‘Probably just hormones’: Women’s illnesses going undiagnosed

Helen McLaughlin says she was suffering so much that she would burn herself with a hot bottle “just because that was a nicer pain than the one that I was in”.

But when her medical scans kept coming back clear, the doctors in London made her feel like “there’s nothing wrong with me — it’s in your head.”

Her tale will be similar to millions of others because endometriosis is a disease that affects one in every ten women around the world.

Endometriosis, on the other hand, is so under-researched and takes so long to diagnose that it has come to symbolize how illnesses that mainly afflict women have long been disregarded by a medical community that has been historically male-focused.

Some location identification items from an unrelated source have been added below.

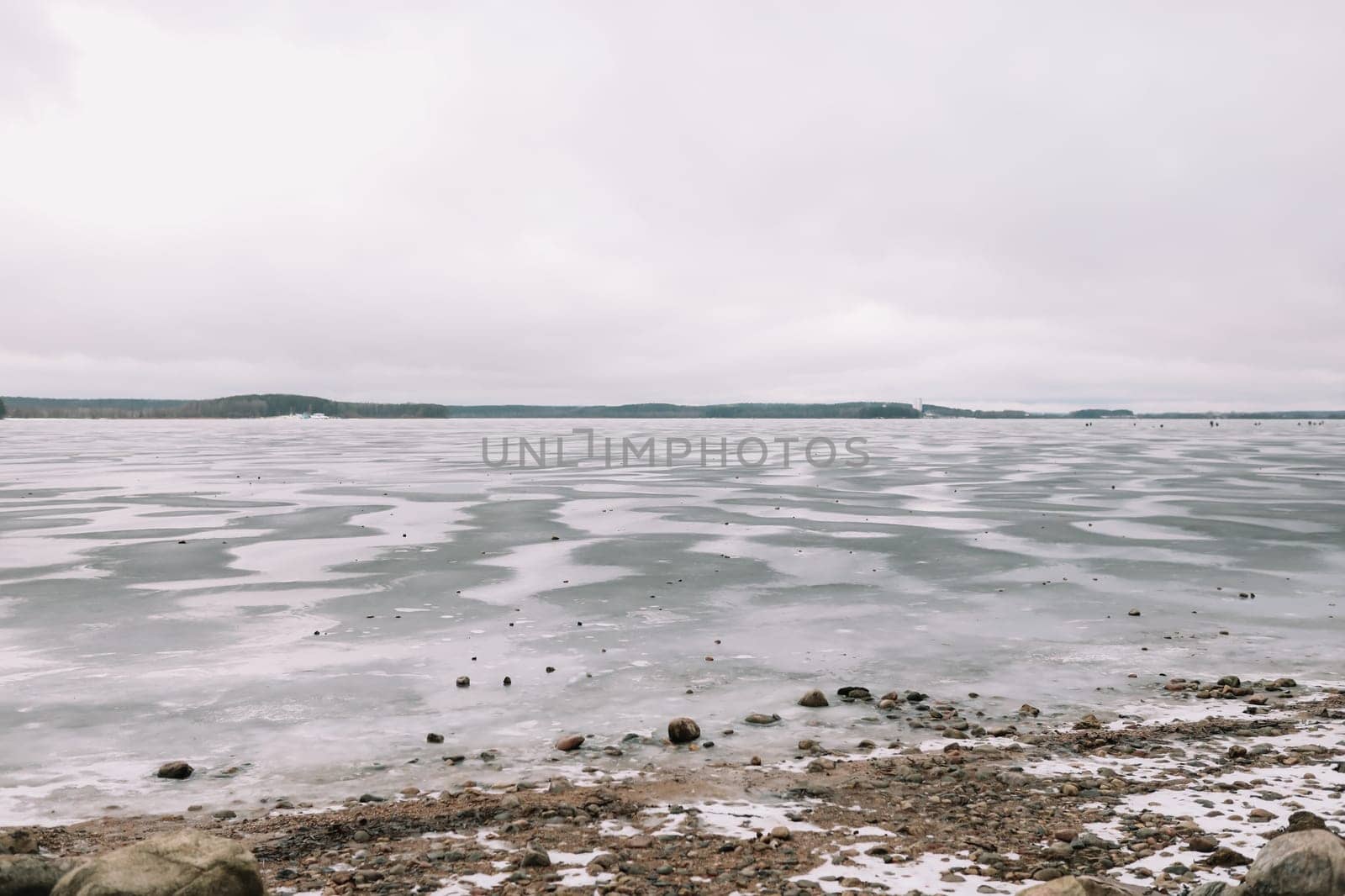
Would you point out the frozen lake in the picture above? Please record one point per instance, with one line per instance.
(161, 584)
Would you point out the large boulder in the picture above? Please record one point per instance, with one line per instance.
(187, 862)
(1073, 885)
(31, 875)
(1302, 862)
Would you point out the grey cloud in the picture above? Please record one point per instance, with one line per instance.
(1040, 203)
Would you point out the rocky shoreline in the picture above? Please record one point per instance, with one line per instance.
(1181, 802)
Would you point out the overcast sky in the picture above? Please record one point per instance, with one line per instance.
(1033, 205)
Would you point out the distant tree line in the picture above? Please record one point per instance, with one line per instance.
(282, 405)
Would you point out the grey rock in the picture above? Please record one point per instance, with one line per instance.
(1073, 885)
(683, 730)
(762, 719)
(31, 875)
(177, 770)
(814, 698)
(187, 862)
(1214, 888)
(535, 857)
(1302, 862)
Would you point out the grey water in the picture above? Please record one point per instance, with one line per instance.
(288, 603)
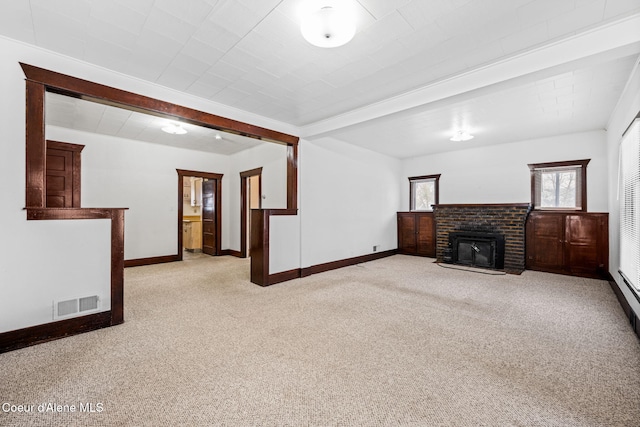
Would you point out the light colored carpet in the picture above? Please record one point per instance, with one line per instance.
(398, 341)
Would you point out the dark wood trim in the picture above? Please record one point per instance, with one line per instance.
(320, 268)
(35, 145)
(20, 338)
(244, 205)
(76, 149)
(567, 163)
(292, 177)
(260, 219)
(260, 246)
(39, 80)
(198, 174)
(435, 177)
(117, 267)
(138, 262)
(296, 273)
(71, 213)
(252, 172)
(477, 205)
(231, 252)
(75, 87)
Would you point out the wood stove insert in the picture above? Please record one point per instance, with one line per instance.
(477, 249)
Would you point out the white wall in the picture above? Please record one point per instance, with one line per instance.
(44, 260)
(349, 199)
(499, 173)
(272, 158)
(141, 176)
(627, 108)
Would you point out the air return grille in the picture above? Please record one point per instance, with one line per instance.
(75, 307)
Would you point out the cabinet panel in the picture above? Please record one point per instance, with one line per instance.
(407, 233)
(416, 233)
(568, 243)
(583, 241)
(425, 236)
(545, 247)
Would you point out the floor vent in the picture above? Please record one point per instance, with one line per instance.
(75, 307)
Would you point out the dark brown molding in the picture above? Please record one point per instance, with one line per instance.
(71, 213)
(217, 177)
(138, 262)
(244, 205)
(260, 219)
(67, 146)
(20, 338)
(327, 266)
(35, 145)
(292, 177)
(75, 87)
(252, 172)
(479, 205)
(567, 163)
(76, 150)
(40, 80)
(231, 252)
(435, 178)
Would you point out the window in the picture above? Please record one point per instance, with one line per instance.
(559, 185)
(629, 197)
(423, 192)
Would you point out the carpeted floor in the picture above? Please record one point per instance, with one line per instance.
(398, 341)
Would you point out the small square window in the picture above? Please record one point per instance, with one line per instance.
(559, 185)
(423, 192)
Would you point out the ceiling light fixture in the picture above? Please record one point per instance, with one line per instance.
(461, 136)
(329, 23)
(174, 129)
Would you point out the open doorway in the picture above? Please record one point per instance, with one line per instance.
(250, 198)
(192, 214)
(199, 212)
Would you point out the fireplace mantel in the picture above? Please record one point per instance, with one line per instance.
(506, 218)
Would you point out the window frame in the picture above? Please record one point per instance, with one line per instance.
(415, 179)
(567, 165)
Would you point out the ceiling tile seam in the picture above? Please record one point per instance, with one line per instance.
(240, 40)
(634, 70)
(307, 129)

McLaughlin was 16 when she first saw signs of endometriosis, a condition in which the tissue that normally borders the lining of the uterus grows on the outside instead.

When she told her GP in the United Kingdom that she had her period every other week, he prescribed the pill.

She began experiencing growing pain during her period when she was 25, nearly a decade after the first misdiagnosis, “a fairly severe pulling feeling in my tummy.”

It had spread to her legs a year later, and she was “in misery 24 hours a day, seven days a week.” “I had trouble going in and out of the hospital, I couldn’t work, and I have prescribed 25 medications a day for pain relief.”

Only when a friend said that they had heard of another individual with comparable symptoms who had endometriosis did things change.

However when McLaughlin mentioned endometriosis at her hospital, “they were really dismissive” and she was again discharged with painkillers.

“I ended up writing a three-page letter to the general surgeon just begging him” for the surgery to search for endometriosis, which neither scans nor blood tests can conclusively detect.